Written by Manny Sandhu, Microsoft Premier Field Engineer
Outages are something that we never want to have happen, but they do, and when they occur how ready are you to deal with the repercussions?
In most cases, it isn’t the technical skill of personnel which determines the success (or duration) of the outage. How confident are you that you or your staff can recover? Little things add up and in the case of a disaster, minutes can seem like hours. Do you know where the latest backup is located? Do you know the prerequisites to recover? How long does it take to restore? Do you need to involve other teams for recovery?
What constitutes a disaster, and what are the costs?
A very important question to ask is how much does an outage cost? The true cost of a disaster will vary based on various factors:
- Revenue lost due to the outage.
- Productivity lost due to the outage.
- Soft costs such as loss of customer confidence.
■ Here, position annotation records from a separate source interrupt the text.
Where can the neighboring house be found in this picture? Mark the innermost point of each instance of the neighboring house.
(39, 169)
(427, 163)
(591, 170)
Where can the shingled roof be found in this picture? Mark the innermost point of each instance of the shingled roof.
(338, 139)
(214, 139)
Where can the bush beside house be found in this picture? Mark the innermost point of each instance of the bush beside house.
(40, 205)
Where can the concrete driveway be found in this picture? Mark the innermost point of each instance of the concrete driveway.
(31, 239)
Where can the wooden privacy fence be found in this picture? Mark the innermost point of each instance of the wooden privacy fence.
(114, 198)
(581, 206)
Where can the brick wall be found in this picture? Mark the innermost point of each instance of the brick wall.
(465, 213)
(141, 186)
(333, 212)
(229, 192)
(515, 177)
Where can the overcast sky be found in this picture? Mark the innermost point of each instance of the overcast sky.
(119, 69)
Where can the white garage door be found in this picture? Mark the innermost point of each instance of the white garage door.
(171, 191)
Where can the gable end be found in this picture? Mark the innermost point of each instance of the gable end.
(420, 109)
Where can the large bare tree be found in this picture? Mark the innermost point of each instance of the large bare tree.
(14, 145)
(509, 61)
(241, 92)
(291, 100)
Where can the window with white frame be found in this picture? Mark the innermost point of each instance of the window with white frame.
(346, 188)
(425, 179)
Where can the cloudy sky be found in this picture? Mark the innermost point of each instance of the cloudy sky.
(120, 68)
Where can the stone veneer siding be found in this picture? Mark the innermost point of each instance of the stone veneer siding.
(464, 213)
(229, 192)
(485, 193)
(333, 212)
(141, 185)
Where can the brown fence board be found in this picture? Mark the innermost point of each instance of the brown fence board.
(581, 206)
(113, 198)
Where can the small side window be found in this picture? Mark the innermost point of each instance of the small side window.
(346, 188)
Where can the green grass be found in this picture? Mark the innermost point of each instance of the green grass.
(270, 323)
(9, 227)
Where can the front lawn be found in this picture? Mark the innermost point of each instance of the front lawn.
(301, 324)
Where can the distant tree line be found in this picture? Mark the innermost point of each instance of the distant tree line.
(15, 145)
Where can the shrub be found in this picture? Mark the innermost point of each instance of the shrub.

What classifies as a disaster? I’ve visited many different companies over my years and asked the question ‘what is a disaster?’ I always receive different answers. The definition of a disaster varies from company to company, however some common causes of disasters are:
- Human Error
How to minimize the risk and impact associated with disasters
In my experience, 95% of disasters fall under the Human Error category, while the majority of the remaining occurences fall into the hardware/software category. Some very simple steps can be taken to minimize the risk.
- Proper testing and deployment of patches
- Minimizing the number of users with administrative/elevated rights
In the event of a disaster, communication to the business is vital. Communications should include:
- A clear description of the issue
- The scope of users/system affected
- An estimated time to recovery. The estimated time to recover should be as accurate as possible so other contingency plans can be implemented.
A disaster recovery plan for each technology is a must for businesses of any size. A technology specific Disaster Recovery plan should be part of a larger disaster recovery and business continuity plan. This plan should be thorough enough for any member of the IT staff to follow, and tested periodically to keep the information fresh and updated after every major product release.